In reading a correction for an exercice, I stumbled on a strange equality.
Suppose $x \in [0, \pi]$, let $f_n(x)= \cos^n(x)\sin(x)$, then the derivative is equal to:
$$ \cos^{n+1}(x) - n\sin^2(x)\cos^{n-1}(x)=\cos^{n-1}(x)\left[(n+1)\cos^2(x) -n\right]$$
Could someone explain to me, how is the right part of the equation found?

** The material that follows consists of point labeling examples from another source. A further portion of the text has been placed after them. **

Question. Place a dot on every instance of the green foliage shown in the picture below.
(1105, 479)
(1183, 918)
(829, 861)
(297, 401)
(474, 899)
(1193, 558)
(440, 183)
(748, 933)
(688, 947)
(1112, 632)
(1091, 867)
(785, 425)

Note that $$ \cos^{n+1}x - n\sin^2x\cos^{n-1}x$$ $$=\cos^{n-1}x(\cos^2x-n\sin^2 x)$$ $$=\cos^{n-1}x\left[\cos^2x-n(1-\cos^2 x)\right]$$ $$=\cos^{n-1}x\left(\cos^2x-n+n\cos^2 x\right)$$ $$=\cos^{n-1}x\left[(n+1)\cos^2x-n\right]$$
$$\cos^{n+1}(x) - n\sin^2(x)\cos^{n-1}(x)=\\ \cos^{n+1}(x) - n(1-\cos^2(x))\cos^{n-1}(x)=\\ \cos^{n+1}(x) - n\cos^{n-1}(x)+n\cos^{n+1}(x)=\\ $$
$$\begin{align} \cos^{n+1}(x)-n\sin^2(x)\cos^{n-1}(x)&=\cos^2(x)\cos^{n-1}(x)-n\sin^2(x)\cos^{n-1}(x)\\ &=\cos^{n-1}(x)\bigl(\cos^2(x)-n\sin^2(x)\bigr)\\ &=\cos^{n-1}(x)\bigl(\cos^2(x)-n\sin^2(x)+n(\underbrace{\cos^2(x)+\sin^2(x)-1}_{=0})\bigr)\\ &=\cos^{n-1}(x)\bigl((n+1)\cos^2(x)-n\bigr)\\ \end{align} $$ Or $$\begin{align} \cos^{n+1}(x)-n\sin^2(x)\cos^{n-1}(x)&=\cos^{n+1}(x)-n(1-\cos^2(x))\cos^{n-1}(x)\\ &=\cos^{n+1}(x)-n\cos^{n-1}(x)+n\cos^{n+1}(x)\\ &=(n+1)\cos^{n+1}(x)-n\cos^{n-1}(x)\\ &=\cos^{n-1}(x)\bigl((n+1)\cos^2(x)-n\bigr) \end{align} $$
We have, $$\cos^{n+1} x - n\sin^2 x \cos^{n-1} x$$ $$= \cos^{n-1} x[ \cos^2 x - n\sin^2 x]$$ $$=\cos^{n-1} x[\cos^2 x-n(1-\cos^2 x)]$$ $$=\cos^{n-1}x[(n+1)\cos^2 x-n]$$
We have just used the identity $\sin^2 x = 1- \cos^2 x$ and simplified to get the answer. Hope it helps.